IT WAS A terrible moment in time, a ‘football calamity,’ reported the Glasgow newspapers, as the country reeled in shock.

Almost 80,000 fans had attended the Scotland v England friendly at Ibrox stadium this week, 119 years ago.

It was the 31st international and the first between wholly professional teams, and it ended in a 1-1 draw.

But the day was to go down as one of the darkest in Scottish footballing history, as 26 fans died and 547 were injured when a section of wooden terracing collapsed.

It was April 5, 1902, and the Rangers home ground was state of the art, built at what was then a huge cost of £20,000.

According to our sister title The Glasgow Herald, both Rangers and Celtic had bid to host the celebrated match, with Ibrox winning the opportunity by just a single vote.

During the first half of the match, a section of the newly built West Tribune Stand collapsed, sending hundreds of people plunging on to the concrete floor below.

READ MORE: Ibrox Disaster 50 years on - a day that changed football forever

Two spectators were declared dead at the scene, and a further twenty-three died of injuries sustained in the incident soon after, the last victim dying three weeks later.

Despite the collapse, the match actually continued after a short break as officials feared trying to clear crowds from the ground could interfere with rescue attempts and lead to further panic and crush.

It meant, reported the Herald, that ‘grotesquely, the applause of the crowd was punctuated by groans from the injured and dying.’

Many spectators apparently left at the end of the game unaware of exactly what had happened.

The Herald described the scene as a ‘inescapable horror and confusion.’

Wooden joists, which had been laid on a steel framework supporting wooden decking, snapped clean through.

A hole of around “20 yards square” opened up as spectators fell through, around 40 feet to the ground.

Rescuers found: “a scene of indescribable horror and confusion . . . a mass of mangled and bleeding humanity, the victims piled one above the other . . . enough to unman the strongest.”

The resources of the city’s

hospitals were over-stretched. Doctors in the crowd leant immediate help, but at Govan police station, cells were called into service as a casualty clearing station.

The scale of disfiguring injuries can best be judged from a Herald report of how the father of one unfortunate victim went to the Western Infirmary on the Saturday night in the hope of finding his 25-year-old son, William Robertson.

He was not among the injured, so the father was shown to the mortuary where he identified a body as being that of William.

He was arranging the funeral when his son arrived home at Bainsford, Falkirk.

The accident was reported in the Herald on the Monday.

The previous day there had been hardly any debris at the scene, according to Glasgow Herald reporters.
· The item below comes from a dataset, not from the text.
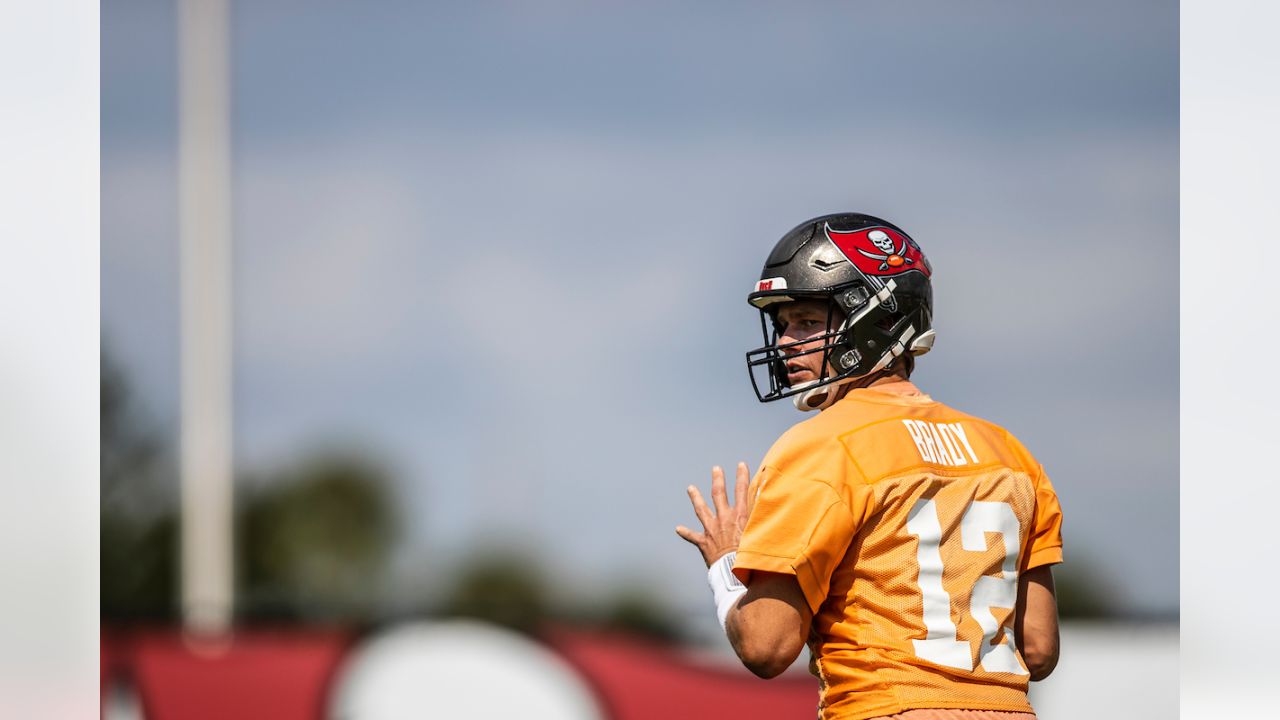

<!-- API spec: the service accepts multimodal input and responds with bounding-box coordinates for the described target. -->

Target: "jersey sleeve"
[1023,464,1064,571]
[732,465,862,614]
Virtually all the timber and sheets of corrugated iron had been used as makeshift stretchers.

The match was declared void and was replayed in Birmingham. All proceeds went to the disaster fund.

The contractor was later prosecuted and acquitted. The accident ended the practice of supporting wooden terracing on steel frames. Earth embankments or concrete terracings were introduced instead.

There were no further significant safety developments in Scotland until the second Ibrox Disaster, in 1971, when 66 fans died.